Was ist die ASEAN-Freihandelszone?

Die Verbindung der asiatischen SüdostFreihandelszone der Nation-(ASEAN) ist eine Vereinbarung zwischen einer Gruppe asiatischen Südostländern, Handelsschranken zwischen Mitgliedsstaaten zu begrenzen. Dieses ist entworfen, um den freien Austausch des Handels zwischen diesen Nationen zu fördern, um ihre Position auf dem globalen Markt beim die Aufmerksamkeit der Firmen auch erregen zu verstärken, die an der ausländischen Direktinvestition interessiert sein können. Zusätzlich zur ursprünglichen ASEAN-Freihandelszone haben ASEAN-Mitgliedsstaaten auch über Freihandelsverträge mit benachbarten Nationen wie China verhandelt.

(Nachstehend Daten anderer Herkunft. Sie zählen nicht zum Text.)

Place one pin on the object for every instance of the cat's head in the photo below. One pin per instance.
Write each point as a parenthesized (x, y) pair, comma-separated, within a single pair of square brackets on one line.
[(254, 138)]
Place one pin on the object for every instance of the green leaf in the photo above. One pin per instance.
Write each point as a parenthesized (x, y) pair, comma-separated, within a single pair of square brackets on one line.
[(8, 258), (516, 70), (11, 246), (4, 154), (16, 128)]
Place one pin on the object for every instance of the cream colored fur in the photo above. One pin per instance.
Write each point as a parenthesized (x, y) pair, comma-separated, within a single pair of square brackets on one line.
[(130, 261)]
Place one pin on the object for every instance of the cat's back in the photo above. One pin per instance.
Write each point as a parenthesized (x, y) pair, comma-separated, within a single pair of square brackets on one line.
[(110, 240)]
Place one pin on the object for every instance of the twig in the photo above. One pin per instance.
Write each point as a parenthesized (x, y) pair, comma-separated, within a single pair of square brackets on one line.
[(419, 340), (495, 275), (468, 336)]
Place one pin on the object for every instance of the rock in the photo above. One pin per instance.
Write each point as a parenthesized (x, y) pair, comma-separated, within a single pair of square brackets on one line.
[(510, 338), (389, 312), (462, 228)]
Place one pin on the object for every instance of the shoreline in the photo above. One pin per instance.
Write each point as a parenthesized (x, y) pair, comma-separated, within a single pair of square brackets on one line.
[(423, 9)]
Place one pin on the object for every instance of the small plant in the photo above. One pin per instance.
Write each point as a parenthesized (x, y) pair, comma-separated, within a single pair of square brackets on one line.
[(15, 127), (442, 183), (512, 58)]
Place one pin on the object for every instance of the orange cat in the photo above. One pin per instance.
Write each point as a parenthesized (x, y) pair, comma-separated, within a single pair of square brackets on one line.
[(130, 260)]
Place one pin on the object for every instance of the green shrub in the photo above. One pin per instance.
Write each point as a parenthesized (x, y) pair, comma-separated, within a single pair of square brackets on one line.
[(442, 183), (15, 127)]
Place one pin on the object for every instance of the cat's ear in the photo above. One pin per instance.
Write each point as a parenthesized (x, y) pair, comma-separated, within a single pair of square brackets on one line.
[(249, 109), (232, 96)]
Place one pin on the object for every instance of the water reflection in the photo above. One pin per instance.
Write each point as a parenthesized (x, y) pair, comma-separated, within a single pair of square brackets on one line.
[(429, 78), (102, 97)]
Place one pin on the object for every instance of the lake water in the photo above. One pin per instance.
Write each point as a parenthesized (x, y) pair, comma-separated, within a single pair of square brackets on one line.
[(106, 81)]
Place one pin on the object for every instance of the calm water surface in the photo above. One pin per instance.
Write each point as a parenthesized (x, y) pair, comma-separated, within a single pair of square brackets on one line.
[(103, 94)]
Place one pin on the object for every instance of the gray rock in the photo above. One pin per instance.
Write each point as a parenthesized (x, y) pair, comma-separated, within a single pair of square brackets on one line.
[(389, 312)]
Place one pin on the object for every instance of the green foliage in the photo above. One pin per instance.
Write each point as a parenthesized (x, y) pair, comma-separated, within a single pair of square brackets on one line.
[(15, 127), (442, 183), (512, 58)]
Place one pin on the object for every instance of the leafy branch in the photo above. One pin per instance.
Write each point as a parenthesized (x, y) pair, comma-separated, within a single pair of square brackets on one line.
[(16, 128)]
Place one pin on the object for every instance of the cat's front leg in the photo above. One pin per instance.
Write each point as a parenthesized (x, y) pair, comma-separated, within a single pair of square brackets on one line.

Der Anfangsantrag für die ASEAN-Freihandelszone wurde 1992 erarbeitet, und 2003, wurde die Vereinbarung eingeführt. 10 Nationen beendet herauf das Anschließen der ASEAN-Freihandelszone: Brunei, Kambodscha, Indonesien, Laos, Malaysia, Myanmar, Vietnam, die Philippinen, Singapur und Thailand. Diese Mitgliedsstaaten sind damit einverstanden, Tarife und andere Handelsschranken zu begrenzen oder zu entfernen, die Handel zwischen den Mitgliedsstaaten behindern.

Innerhalb der ASEAN-Freihandelszone werden Länder im Wesentlichen Waren verschieben gelassen, ohne Zölle zu zahlen. Dieses erleichtert den freien Fluss des Handels über Rändern und hat Vorteile für alle Mitgliedsstaaten. Ähnliche Vereinbarungen sind in einigen anderen Regionen der Welt, wie dem nordamerikanischen Freihandelsvertrag hergestellt worden (NAFTA). Solche Vereinbarungen fördern Handel zwischen Nationen und verbessern alle Mitgliedswirtschaftssysteme, und helfen auch Nationen, eine bessere Fußnote in der Handelgemeinschaft herzustellen.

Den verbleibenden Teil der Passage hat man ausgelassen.